Are we doomed to live financially inept and shame-riddled lives? Given everything described above, all of this misery is so very understandable, and the suffering is real. AND, dare I say, optional? Here’s the good news: Shame dies on contact. Avoidance stops when pain stops. Given an ounce of light—of contact with another human being, the experience of being not alone, of being accepted, empathized-with, and appreciated—we find agency, build competence, reverse avoidance, and get traction and alignment. Whatever patterns you might find you have with money, it is possible to develop a healthy approach to money, one filled with ease, clarity, and support for the kind of life you truly want to live. If you’re reading this with a sinking feeling of recognition (that’s me!) or a glimmer of hope (something else is possible!), here are some next steps:
4 Ways to Start Healing Your Relationship to Money
- Make a date with your money. Bring coffee, chocolate, a glass of wine, your stuffed animal—whatever it takes to make it feel like an occasion. Look at all the various pieces of your financial world—your accounts, credit cards, debt, assets, savings, retirement, all of it. For this “first date,” don’t try to change, fix, or accomplish anything. Just NOTICE what happens inside you (Emotions? Thoughts? Desperate fantasy of running for the hills?) as you do this. This may be harder than it seems. See if you can be radically compassionate with yourself for whatever you discover in this process, and whatever you find yourself doing. Your pain comes from somewhere, and it’s not your fault.
- Remember, reflect, and write (or talk) about your early associations with money. How did your family relate to money? Did your parents or caregivers talk about money, yell about money, cry about money, pretend it didn’t exist? What messages, explicit or implicit, did you receive about money? Your relationship to money didn’t emerge in a vacuum. See if there are patterns or beliefs which might have outgrown their usefulness.
- Tell one other human being the whole truth about your whole money situation. A friend, a therapist, a hotline volunteer, anyone. Notice what arises in you as you share. Is there shame? Fear? Relief?
- Get support. If, in attempting to level with your finances, you find yourself getting utterly overwhelmed, too distressed, or you notice that your desire to avoid is overpowering your desire to reckon and heal, I strongly encourage you to find a coach and get some support.
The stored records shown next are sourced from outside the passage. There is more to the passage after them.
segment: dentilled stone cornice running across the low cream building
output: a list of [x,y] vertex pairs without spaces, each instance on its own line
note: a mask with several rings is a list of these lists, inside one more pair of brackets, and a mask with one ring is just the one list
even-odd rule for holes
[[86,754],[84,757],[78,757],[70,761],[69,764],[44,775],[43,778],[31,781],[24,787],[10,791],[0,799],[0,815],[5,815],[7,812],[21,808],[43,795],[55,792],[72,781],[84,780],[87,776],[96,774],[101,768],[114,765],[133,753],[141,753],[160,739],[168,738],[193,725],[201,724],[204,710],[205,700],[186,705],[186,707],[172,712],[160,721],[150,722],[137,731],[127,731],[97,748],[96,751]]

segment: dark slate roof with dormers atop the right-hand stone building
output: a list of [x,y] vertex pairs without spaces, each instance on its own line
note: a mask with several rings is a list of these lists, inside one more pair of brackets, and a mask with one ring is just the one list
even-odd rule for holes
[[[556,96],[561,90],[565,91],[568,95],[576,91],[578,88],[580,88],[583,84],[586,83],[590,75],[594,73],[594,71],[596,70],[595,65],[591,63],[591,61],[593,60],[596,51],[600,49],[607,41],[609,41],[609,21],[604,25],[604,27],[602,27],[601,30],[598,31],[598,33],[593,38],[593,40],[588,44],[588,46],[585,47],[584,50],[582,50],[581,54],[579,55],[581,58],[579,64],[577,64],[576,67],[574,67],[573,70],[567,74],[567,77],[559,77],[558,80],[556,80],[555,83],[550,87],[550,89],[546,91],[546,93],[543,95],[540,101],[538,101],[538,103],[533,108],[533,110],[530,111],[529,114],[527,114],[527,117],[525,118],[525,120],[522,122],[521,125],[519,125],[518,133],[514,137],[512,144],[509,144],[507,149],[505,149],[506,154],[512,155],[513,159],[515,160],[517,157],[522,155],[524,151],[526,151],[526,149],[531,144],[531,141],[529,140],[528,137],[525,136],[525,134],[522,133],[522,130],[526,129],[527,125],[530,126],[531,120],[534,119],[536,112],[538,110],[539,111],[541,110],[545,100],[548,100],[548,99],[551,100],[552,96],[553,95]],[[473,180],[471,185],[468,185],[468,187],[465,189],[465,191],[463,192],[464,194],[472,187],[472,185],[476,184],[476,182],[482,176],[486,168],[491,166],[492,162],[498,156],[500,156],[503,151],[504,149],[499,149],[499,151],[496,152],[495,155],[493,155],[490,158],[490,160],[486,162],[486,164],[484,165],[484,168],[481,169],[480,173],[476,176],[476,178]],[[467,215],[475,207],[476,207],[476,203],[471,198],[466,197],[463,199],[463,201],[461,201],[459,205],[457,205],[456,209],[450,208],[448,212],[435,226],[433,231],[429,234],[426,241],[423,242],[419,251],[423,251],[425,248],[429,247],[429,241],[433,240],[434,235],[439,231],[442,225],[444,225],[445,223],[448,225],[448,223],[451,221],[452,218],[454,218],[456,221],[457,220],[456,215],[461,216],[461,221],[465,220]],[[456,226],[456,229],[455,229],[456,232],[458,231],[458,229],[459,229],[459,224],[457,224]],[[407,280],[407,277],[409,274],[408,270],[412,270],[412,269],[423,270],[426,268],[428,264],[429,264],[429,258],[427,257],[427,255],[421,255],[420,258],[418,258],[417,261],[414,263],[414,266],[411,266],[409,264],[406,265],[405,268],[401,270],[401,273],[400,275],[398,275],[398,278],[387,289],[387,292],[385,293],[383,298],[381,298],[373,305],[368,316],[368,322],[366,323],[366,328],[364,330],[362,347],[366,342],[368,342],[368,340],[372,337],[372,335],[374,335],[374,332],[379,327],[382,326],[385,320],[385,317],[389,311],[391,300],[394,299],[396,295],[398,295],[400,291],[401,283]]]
Just like you’d get help from a doctor if your physical body hurt, or a therapist if your heart hurt—there’s help to be had around financial well-being, and there are people who can hold your hand (metaphorically) while you do hard things. In closing, I honor whatever it has taken for you to get where you are with your finances, and whatever it is taking (and will take) for you to confront the emotions that emerge as you grapple with it. And. Why does learning about money, healing around money, and forming a sane relationship to money have to be such a solitary journey, anyway? What if it were normal to talk about the details of our money situations with your friends, just as you do with anything else that’s challenging or interesting in your life? What if, as a society, we provided education, and the sharing, conversation, exposure, information that lead to informed, resourced, good decisions? Just like we discuss nutrition, physical health, exercise, meditation,what if we spoke with our friends and our communities about money? What if, like sherpas guiding each other up a mountain trail, we had compassionate, capable, and fierce friends and allies along the path, helping to carry baggage and showing the way? What if we could be this for each other? Radical, right?